Shortly before her 40th birthday, a woman visits her primary care physician and is advised she should schedule her first mammogram. The patient is puzzled and says she “read somewhere” that she can wait a few years. The physician has heard this before and kindly convinces the patient to comply with the recommendation. She agrees, schedules the mammogram and receives her results before even leaving the imaging facility.
Scenarios like this happen all the time in healthcare and are representative of how patient engagement strategies are being leveraged to bolster patients’ receptiveness to cancer screening, in turn increasing scanning utilization rates.
“Several factors currently keep these rates from being what they should be, but patient engagement has the potential to change things,” says Debra Monticciolo, MD, professor of radiology at Texas A&M Health Science Center College of Medicine in Bryan, Texas, vice-chair for research and section chief of breast imaging in the department of radiology at Baylor Scott & White Healthcare in Temple, Texas, and chairman of the American College of Radiology (ACR) Breast Imaging Commission.

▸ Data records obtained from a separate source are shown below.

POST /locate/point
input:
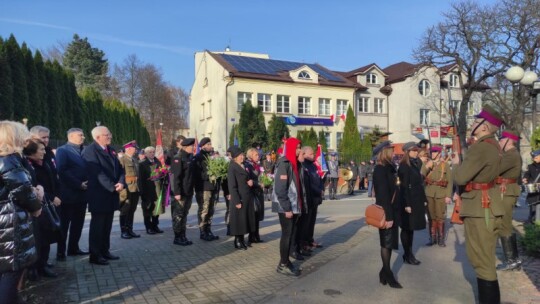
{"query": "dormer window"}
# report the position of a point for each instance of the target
(371, 78)
(304, 75)
(454, 80)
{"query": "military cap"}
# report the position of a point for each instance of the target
(235, 151)
(410, 146)
(381, 146)
(204, 141)
(131, 144)
(491, 115)
(511, 134)
(188, 142)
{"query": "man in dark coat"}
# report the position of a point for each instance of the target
(129, 197)
(205, 191)
(182, 187)
(105, 181)
(73, 184)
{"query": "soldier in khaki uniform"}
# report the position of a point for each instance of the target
(510, 190)
(482, 208)
(129, 197)
(438, 192)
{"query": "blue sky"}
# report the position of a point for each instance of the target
(340, 35)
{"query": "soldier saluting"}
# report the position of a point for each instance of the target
(482, 209)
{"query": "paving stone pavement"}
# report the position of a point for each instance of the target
(153, 270)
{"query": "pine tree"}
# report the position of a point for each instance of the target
(276, 130)
(6, 85)
(350, 145)
(20, 93)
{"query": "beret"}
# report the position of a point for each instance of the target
(188, 142)
(204, 141)
(235, 151)
(381, 146)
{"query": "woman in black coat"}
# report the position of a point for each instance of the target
(254, 171)
(413, 199)
(34, 151)
(242, 213)
(386, 189)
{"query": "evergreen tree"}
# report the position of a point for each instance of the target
(350, 145)
(16, 64)
(6, 85)
(251, 127)
(277, 129)
(88, 64)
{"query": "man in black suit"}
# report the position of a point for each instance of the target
(105, 181)
(73, 177)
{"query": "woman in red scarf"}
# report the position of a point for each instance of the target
(287, 201)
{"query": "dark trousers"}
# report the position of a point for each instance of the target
(8, 287)
(288, 232)
(128, 208)
(100, 234)
(72, 221)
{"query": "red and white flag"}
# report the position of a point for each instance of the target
(159, 148)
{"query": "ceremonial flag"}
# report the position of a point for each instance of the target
(320, 162)
(159, 148)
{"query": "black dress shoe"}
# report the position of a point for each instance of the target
(78, 252)
(47, 273)
(99, 261)
(110, 256)
(126, 235)
(133, 234)
(297, 256)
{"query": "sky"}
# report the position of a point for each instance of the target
(341, 34)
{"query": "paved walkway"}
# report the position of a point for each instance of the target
(153, 270)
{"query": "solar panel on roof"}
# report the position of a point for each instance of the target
(273, 67)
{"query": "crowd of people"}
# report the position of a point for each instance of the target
(427, 179)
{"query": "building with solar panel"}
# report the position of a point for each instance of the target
(305, 94)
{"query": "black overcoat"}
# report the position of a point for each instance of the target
(242, 220)
(412, 195)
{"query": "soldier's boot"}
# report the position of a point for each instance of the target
(441, 234)
(488, 292)
(433, 234)
(188, 241)
(209, 235)
(124, 228)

Statistics indicate that breast cancer screening utilization rates are neither on an upswing nor what they could be. For example, a Mammography Quality Standards Act (MQSA) and Program Scorecard released by the U.S. Food and Drug Administration (FDA) last year pegs the total number of annual mammography procedures reported as of Jan. 1, 2016 at 39.1 million. The number edged up to 39.2 million as of Jan. 1, 2017.

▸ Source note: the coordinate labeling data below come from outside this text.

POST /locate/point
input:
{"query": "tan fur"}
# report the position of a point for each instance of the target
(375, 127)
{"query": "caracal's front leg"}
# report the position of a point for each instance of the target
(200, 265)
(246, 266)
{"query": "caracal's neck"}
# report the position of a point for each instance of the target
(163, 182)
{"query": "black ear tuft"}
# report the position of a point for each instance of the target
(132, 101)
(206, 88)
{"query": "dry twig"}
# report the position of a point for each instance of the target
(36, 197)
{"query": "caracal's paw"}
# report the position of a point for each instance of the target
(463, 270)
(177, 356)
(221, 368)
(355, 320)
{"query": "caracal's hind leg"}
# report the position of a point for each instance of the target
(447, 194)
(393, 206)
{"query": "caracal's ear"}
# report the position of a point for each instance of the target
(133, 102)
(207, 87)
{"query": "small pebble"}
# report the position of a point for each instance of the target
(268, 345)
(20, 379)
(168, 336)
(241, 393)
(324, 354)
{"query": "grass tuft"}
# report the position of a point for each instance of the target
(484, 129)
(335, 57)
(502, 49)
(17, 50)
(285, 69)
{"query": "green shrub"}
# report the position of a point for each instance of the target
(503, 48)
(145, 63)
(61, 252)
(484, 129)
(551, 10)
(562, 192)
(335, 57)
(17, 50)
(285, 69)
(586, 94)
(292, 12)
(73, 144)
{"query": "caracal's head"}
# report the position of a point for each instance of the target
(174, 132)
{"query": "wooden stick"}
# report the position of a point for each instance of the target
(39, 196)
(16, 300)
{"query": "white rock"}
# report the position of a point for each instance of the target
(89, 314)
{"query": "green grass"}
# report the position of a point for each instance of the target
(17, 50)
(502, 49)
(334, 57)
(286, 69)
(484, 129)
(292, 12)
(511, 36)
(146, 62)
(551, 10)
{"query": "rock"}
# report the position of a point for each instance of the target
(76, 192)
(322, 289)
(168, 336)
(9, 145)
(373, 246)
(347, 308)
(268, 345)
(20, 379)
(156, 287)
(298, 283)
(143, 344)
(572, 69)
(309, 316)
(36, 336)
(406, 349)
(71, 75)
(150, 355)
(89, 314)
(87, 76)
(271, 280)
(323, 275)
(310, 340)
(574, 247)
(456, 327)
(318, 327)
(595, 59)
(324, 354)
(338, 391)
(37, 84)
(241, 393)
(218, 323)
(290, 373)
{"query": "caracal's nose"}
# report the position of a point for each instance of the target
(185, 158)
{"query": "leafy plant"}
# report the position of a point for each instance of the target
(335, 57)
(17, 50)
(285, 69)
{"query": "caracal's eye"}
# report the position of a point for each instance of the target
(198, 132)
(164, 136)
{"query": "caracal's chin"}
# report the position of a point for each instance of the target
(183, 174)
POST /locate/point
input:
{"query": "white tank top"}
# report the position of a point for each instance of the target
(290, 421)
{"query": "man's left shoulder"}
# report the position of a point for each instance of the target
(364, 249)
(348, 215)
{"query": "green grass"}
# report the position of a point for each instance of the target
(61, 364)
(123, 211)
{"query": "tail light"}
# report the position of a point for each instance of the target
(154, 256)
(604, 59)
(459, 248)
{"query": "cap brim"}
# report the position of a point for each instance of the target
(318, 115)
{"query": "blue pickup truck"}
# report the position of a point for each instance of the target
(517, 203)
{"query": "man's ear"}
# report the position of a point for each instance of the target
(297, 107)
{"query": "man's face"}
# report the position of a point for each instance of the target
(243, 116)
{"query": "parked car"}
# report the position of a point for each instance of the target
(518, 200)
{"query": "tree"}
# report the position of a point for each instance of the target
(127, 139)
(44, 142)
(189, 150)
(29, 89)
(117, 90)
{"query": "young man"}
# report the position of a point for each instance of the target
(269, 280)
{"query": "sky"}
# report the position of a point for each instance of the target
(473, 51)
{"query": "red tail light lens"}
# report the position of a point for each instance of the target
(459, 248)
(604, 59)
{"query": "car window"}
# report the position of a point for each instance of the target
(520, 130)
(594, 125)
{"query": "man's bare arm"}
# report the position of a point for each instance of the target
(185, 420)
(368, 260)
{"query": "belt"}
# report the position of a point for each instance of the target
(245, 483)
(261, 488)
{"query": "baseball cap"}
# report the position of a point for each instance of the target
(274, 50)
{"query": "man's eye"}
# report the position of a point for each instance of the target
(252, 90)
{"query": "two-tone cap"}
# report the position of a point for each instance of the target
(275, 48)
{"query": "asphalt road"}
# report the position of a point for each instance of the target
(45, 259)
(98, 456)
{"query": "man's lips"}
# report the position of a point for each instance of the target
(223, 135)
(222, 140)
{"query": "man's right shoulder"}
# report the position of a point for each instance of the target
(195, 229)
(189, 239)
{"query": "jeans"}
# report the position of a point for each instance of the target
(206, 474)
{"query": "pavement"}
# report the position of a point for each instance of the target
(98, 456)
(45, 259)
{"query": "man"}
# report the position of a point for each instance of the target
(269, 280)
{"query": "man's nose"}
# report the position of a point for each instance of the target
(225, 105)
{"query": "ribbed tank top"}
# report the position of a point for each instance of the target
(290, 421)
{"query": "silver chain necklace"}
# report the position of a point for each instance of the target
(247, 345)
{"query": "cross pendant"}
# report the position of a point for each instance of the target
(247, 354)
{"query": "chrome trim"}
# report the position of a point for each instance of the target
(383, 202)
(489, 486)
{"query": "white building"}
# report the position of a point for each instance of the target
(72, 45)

Additionally, racial disparities remain in the use of screening mammography in the U.S. According to a study published in the Journal of the American College of Radiology, African American and Hispanic populations have lower odds of utilizing screening mammography when compared with the white population (J Am Coll Radiol. 2017 Feb;14(2):157-165.e9). The authors cited odds ratios of 0.81 for African American women and 0.83 for Hispanic women, both with a confidence level of 95 percent. Their review and meta-analysis was based on more than 5.8 million patients across 39 different studies; of these patients, more than 43 percent were Caucasian, more than 33 percent were African American, more than 17 percent were Hispanic, and more than 6 percent were Asian/Pacific Islander.
Factors Working Against Better Engagement
Multiple obstacles appear to preclude improvements in these rates, with disparate scanning recommendations and guidelines topping the list. When it comes to mammography, “conflicting information is a major catalyst in keeping women away from having an initial scan and often subsequent ones,” says Elizabeth A. Morris, MD, chief of the breast imaging service and Larry Norton Chair at Memorial Sloan Kettering Cancer Center in New York City and professor of radiology at Weill Cornell Medical College, also in New York City. Morris, who serves as president of the Society of Breast Imaging (SBI), adds that media coverage of the issue only exacerbates matters because “no one reads beyond the headlines.”

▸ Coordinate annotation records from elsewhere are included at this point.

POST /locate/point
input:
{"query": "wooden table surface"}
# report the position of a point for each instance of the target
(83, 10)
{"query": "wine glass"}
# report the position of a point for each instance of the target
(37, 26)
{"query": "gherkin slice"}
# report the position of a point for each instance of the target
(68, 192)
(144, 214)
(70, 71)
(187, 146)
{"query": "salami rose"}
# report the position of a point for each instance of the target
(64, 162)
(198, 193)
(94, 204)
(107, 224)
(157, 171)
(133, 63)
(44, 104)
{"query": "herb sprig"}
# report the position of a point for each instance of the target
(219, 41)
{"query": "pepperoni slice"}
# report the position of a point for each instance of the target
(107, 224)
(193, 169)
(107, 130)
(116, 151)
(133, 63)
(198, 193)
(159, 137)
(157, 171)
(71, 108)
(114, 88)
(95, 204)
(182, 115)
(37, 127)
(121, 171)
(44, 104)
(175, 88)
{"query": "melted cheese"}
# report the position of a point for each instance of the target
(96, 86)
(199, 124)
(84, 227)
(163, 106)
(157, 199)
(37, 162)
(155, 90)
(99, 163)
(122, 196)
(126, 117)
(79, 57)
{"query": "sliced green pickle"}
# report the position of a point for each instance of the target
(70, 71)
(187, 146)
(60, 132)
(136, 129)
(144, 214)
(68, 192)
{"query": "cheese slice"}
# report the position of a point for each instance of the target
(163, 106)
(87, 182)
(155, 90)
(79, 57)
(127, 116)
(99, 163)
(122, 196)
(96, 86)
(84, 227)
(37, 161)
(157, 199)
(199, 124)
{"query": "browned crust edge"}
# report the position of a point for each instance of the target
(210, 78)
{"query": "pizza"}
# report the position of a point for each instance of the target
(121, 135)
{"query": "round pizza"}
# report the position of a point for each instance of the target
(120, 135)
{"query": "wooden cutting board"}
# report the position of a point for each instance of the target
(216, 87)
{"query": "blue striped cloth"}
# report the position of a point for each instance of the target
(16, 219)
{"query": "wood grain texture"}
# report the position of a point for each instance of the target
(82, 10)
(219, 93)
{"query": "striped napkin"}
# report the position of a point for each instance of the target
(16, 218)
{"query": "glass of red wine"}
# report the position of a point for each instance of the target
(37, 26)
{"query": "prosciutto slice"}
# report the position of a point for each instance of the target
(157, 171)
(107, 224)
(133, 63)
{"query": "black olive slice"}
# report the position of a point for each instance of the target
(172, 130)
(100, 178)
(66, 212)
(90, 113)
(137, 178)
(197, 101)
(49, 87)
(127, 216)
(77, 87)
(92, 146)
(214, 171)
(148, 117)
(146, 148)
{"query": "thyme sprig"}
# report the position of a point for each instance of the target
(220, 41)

Fear of the unknown and a desire to avoid unnecessary stress from recalls comprises yet another impediment to breast cancer screening utilization.
“Many women rationalize that there is no need to ‘endure’ all of this worry at 40, so they choose the recommendation that says it is fine to start at 45 or 50,” Monticciolo says.
In addition, a recent study published in Cancer Epidemiology, Biomarkers & Prevention showed that women who experience a false-positive mammogram are more likely to delay their next mammogram or even skip it altogether (Cancer Epidemiol Biomarkers Prev. 2017 Mar;26(3):397-403.) The study revealed that women who had a true negative mammogram result were 36 percent more likely to return for another mammogram within three years than those who had a false-positive mammogram.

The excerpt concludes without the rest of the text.